Catherine Heffernan, technical and customer support manager with MSD, gave a brief overview of the SenseHub collars at the farm walk.

Catherine outlined the three main areas where information is generated by the SenseHub collars: Rumination, eating and activity.

Catherine explained that a controller is placed in a centre location in the yard, with the ability to read over 800m.

The reason for a central location in the yard is so that when the cows are coming in to be milked, the information from the collars is dropped off.

The system can be used on a computer, iPad or smartphone, with most people using it on their phone.

Catherine Heffernan from MSD

Heat detection

Heat detection and reproduction is generally the reason why farmers buy the system.

Catherine briefly explained how the collar determines the ideal time for service: “The collar has a 30-hour breeding window.

“Counting down, the black triangle will move with the time.
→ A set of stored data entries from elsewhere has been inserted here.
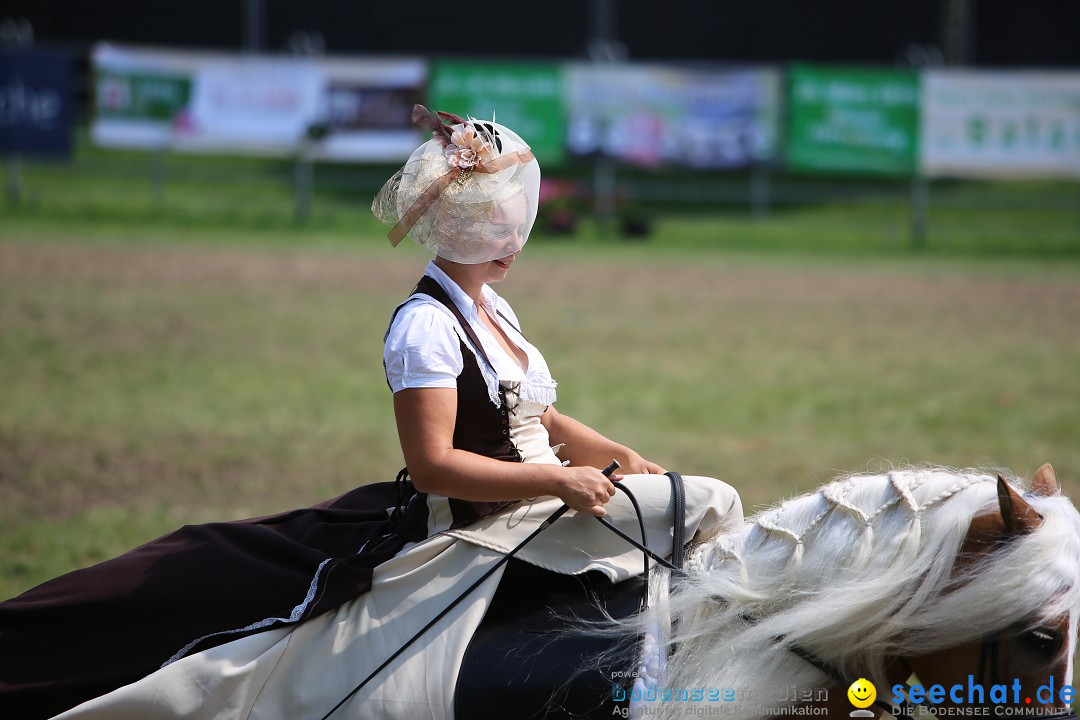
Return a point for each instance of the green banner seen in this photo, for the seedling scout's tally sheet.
(853, 120)
(142, 95)
(526, 97)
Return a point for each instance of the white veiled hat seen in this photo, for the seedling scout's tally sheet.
(463, 193)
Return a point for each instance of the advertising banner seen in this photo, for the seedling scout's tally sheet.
(35, 103)
(342, 109)
(526, 97)
(651, 114)
(1001, 123)
(853, 120)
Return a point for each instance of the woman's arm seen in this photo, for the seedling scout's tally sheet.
(426, 420)
(584, 446)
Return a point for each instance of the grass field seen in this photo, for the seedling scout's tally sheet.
(157, 371)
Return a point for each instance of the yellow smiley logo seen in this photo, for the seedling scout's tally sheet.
(862, 693)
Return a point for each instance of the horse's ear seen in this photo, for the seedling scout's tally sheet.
(1018, 516)
(1045, 483)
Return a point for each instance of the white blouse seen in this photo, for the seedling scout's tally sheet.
(423, 345)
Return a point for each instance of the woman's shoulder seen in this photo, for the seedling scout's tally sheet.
(419, 317)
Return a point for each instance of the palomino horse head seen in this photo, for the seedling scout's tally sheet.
(957, 578)
(1024, 667)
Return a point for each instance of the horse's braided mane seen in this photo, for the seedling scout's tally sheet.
(854, 573)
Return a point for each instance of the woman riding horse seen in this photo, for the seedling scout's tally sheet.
(206, 621)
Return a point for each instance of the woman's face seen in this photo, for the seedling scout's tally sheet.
(504, 230)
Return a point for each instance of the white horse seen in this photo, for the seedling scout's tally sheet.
(937, 573)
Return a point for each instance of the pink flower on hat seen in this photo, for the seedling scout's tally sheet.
(467, 149)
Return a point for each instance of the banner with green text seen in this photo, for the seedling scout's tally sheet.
(336, 109)
(853, 120)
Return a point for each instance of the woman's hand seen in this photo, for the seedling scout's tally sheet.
(584, 489)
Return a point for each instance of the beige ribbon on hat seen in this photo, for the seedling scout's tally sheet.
(436, 188)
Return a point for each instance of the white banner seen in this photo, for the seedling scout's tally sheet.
(653, 114)
(1000, 123)
(343, 109)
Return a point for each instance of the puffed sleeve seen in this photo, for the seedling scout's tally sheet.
(422, 349)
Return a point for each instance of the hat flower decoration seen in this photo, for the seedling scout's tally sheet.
(450, 182)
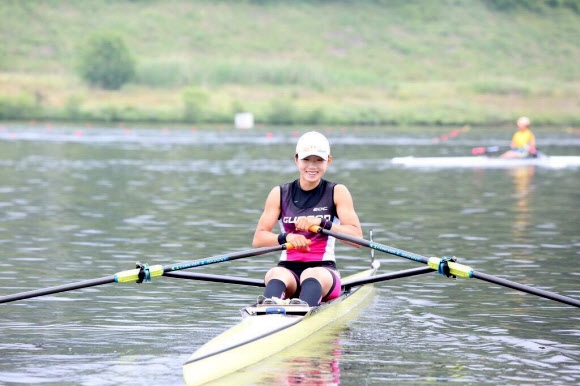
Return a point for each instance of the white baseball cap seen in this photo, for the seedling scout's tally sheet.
(313, 143)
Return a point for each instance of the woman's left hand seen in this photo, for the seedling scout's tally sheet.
(304, 223)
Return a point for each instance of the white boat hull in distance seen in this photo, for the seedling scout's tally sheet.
(555, 162)
(261, 334)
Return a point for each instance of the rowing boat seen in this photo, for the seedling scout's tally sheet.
(268, 329)
(555, 162)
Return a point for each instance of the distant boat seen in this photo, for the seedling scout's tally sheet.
(554, 162)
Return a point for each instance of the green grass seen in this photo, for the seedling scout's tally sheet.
(336, 62)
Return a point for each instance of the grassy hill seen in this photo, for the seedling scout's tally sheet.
(306, 62)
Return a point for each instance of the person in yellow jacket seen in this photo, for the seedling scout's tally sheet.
(523, 141)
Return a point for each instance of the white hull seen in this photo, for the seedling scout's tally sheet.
(260, 335)
(555, 162)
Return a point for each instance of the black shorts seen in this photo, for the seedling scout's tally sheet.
(297, 267)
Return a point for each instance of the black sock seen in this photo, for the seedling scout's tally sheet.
(275, 288)
(311, 291)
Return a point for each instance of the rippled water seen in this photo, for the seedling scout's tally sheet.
(81, 203)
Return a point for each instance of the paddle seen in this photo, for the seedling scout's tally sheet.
(449, 267)
(387, 276)
(143, 273)
(484, 150)
(217, 278)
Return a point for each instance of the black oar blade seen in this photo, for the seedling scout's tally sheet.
(57, 289)
(527, 289)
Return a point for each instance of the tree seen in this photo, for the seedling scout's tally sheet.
(105, 61)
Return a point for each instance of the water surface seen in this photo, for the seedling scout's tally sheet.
(81, 203)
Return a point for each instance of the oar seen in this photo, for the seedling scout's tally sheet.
(484, 150)
(143, 274)
(387, 276)
(449, 267)
(217, 278)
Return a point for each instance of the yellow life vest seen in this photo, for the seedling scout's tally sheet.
(522, 139)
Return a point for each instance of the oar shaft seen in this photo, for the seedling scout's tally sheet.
(371, 244)
(133, 275)
(57, 289)
(216, 278)
(226, 257)
(388, 276)
(524, 288)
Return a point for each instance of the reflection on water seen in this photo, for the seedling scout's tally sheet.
(85, 205)
(522, 181)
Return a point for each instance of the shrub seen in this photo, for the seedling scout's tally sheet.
(194, 101)
(105, 61)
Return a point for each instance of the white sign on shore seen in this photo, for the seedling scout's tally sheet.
(244, 121)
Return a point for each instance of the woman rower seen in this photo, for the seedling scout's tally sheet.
(309, 269)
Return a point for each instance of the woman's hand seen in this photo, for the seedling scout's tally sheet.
(304, 223)
(298, 241)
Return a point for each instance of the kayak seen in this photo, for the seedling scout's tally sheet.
(555, 162)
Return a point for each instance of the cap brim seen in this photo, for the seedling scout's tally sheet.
(324, 156)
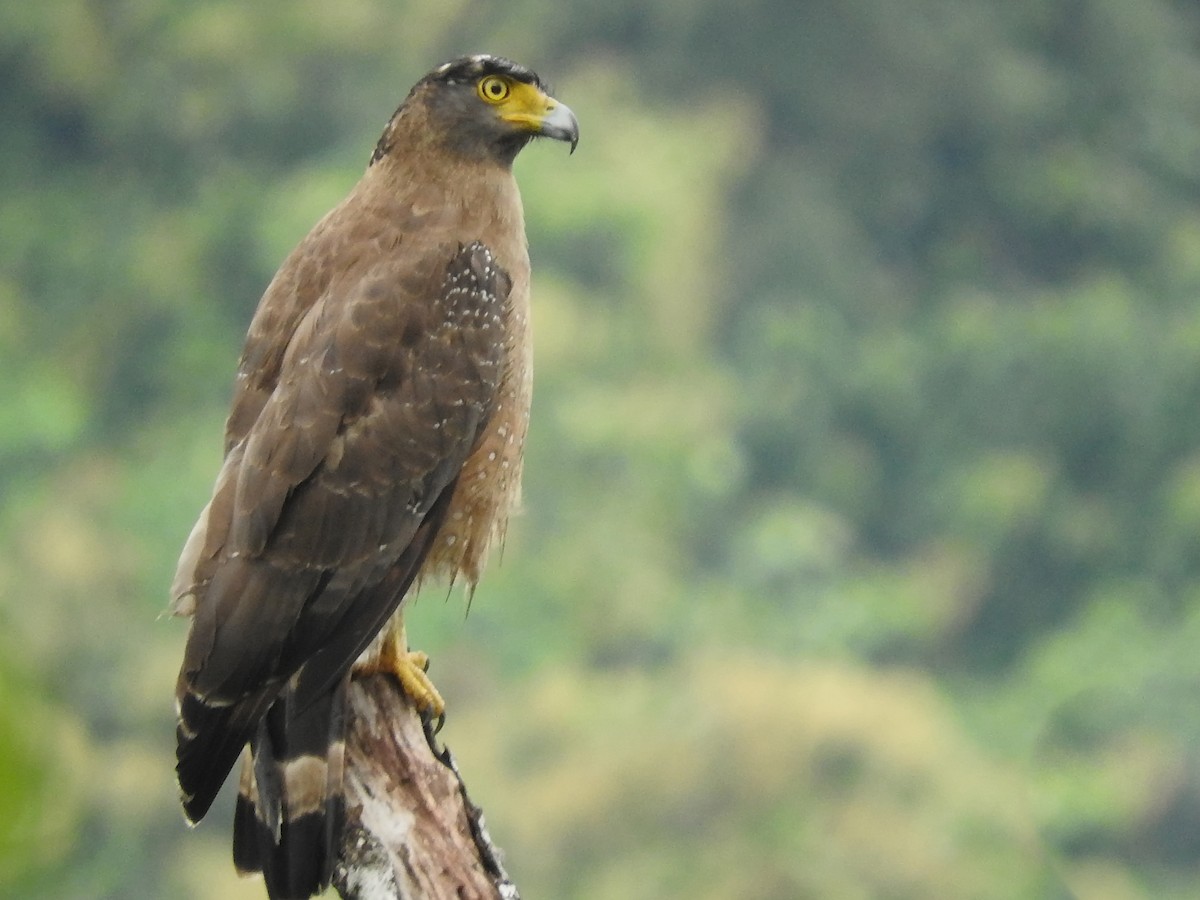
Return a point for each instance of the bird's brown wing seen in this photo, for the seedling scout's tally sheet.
(323, 514)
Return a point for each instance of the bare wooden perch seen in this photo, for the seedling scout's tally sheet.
(411, 831)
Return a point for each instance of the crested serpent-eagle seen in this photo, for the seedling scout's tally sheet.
(375, 441)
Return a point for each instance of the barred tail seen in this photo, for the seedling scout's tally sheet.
(291, 801)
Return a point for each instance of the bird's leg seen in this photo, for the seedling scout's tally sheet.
(411, 669)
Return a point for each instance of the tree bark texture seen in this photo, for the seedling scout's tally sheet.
(411, 831)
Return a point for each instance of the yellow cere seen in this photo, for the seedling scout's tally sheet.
(519, 103)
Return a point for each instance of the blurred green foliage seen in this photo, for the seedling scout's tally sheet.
(862, 547)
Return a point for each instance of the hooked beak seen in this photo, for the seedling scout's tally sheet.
(559, 123)
(529, 109)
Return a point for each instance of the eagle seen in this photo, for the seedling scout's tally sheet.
(375, 441)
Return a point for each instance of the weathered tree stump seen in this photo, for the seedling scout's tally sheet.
(411, 831)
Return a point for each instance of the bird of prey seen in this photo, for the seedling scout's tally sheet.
(375, 441)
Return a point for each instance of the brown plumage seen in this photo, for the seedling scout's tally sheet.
(376, 437)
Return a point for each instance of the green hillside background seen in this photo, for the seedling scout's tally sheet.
(861, 555)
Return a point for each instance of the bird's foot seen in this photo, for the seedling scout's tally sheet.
(412, 669)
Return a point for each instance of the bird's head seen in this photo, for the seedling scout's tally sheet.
(483, 108)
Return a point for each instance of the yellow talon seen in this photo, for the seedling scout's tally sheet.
(411, 669)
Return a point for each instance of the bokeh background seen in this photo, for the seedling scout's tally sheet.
(862, 546)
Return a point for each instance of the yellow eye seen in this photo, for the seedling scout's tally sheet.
(493, 89)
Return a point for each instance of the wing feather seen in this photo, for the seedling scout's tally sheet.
(325, 509)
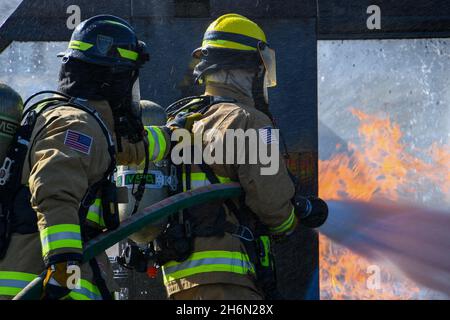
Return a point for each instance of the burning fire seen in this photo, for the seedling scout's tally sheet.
(379, 166)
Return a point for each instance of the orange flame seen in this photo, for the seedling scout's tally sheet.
(379, 166)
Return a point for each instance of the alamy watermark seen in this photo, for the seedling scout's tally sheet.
(233, 147)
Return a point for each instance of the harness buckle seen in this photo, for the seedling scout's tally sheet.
(5, 171)
(243, 233)
(172, 180)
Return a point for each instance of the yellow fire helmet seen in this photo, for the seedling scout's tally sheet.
(234, 41)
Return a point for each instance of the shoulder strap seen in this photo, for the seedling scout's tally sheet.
(197, 104)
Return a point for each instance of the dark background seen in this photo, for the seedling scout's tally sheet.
(173, 28)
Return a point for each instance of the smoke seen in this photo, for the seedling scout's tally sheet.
(413, 240)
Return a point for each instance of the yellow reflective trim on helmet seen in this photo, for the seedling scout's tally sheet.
(14, 275)
(161, 143)
(151, 141)
(236, 23)
(80, 45)
(226, 45)
(128, 54)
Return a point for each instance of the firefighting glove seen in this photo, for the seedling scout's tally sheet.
(184, 120)
(312, 212)
(59, 281)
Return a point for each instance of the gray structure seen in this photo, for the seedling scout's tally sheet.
(173, 28)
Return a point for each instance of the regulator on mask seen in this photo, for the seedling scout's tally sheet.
(158, 180)
(11, 107)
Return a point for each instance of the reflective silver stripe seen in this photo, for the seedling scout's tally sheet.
(60, 236)
(189, 264)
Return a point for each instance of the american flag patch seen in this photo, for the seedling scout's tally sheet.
(268, 135)
(78, 141)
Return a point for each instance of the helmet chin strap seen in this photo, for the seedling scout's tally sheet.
(259, 96)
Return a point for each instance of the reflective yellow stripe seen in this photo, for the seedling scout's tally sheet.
(80, 45)
(211, 254)
(285, 226)
(227, 44)
(95, 213)
(128, 54)
(161, 142)
(199, 179)
(60, 228)
(88, 291)
(208, 261)
(151, 141)
(157, 143)
(11, 282)
(9, 291)
(12, 275)
(60, 236)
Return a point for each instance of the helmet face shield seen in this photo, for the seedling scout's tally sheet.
(136, 99)
(269, 60)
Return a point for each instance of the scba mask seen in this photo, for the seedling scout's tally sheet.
(268, 58)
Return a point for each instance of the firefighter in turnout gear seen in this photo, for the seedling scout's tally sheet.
(65, 153)
(227, 252)
(222, 237)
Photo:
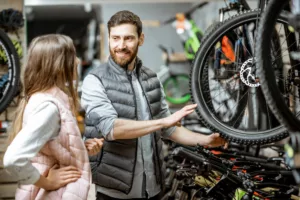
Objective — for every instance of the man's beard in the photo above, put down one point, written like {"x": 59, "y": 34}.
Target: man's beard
{"x": 123, "y": 62}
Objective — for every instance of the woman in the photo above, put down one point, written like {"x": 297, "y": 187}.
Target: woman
{"x": 46, "y": 151}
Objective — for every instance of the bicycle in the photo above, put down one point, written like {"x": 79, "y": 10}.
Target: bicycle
{"x": 10, "y": 53}
{"x": 228, "y": 93}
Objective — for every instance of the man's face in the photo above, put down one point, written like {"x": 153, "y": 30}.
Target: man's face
{"x": 123, "y": 44}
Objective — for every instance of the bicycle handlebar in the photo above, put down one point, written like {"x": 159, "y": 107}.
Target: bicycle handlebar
{"x": 187, "y": 13}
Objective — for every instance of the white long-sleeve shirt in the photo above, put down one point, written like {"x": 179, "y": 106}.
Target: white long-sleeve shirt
{"x": 42, "y": 125}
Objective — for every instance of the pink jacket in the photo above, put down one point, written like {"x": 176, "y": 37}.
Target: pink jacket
{"x": 67, "y": 149}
Hour 23 to eight is the ideal time for conventional semen, with hour 15 to one the ideal time for sexed semen.

“It means that you are getting the timing of your AI correct rather than going too early or too late.

“The system also generates an anoestrus report for cows that are calved longer than 30 days and have not cycled yet, which allows farmers to identify cows that may require treatment.”


Catherine asked Paddy for his experience of the reproduction cycle. Paddy said: “For the first week of this year’s breeding season, we tail painted the cows and the paint would be removed from cows, but there was no alert.

“We would draft the cow and when we went to AI her, she would not be on, then a few hours later there would be an alert on that cow.

“We would draft her again and she was on, so not only is it picking up cows in heat, but [also] when it is the correct time to AI them.

“After that, I never had any doubt about the collars, they reduce a lot of labour and this technology can work on any farm.”

Commenting on the anoestrus report, Paddy said: “We used it several times this year and these cows were checked by the vet.

“Some of them were fine and others were dirty cows. Although we never did it, for some people this will do away with the pre-scanning of cows.

“We would of only ever check cows that had a hard calving or held their cleanings.”


Group alert

The system will also look at the herd as a whole, usually when there is an event on the farm – such as TB testing.

Commenting on the group alert, Paddy said: “We had a group alert when the cows were in a paddock for two hours after milking to clean it out properly.

“They had to come out of the paddock and onto the roadway, that ran alongside the paddock.

“About half the cows came out of the paddock and down the roadway while the other half stayed in the paddock.

“The cows left in the paddocks started bawling and about 10 minutes later, a distress alert was generated.

“Afterwards I thought that it would be good if the cows ever broke out.”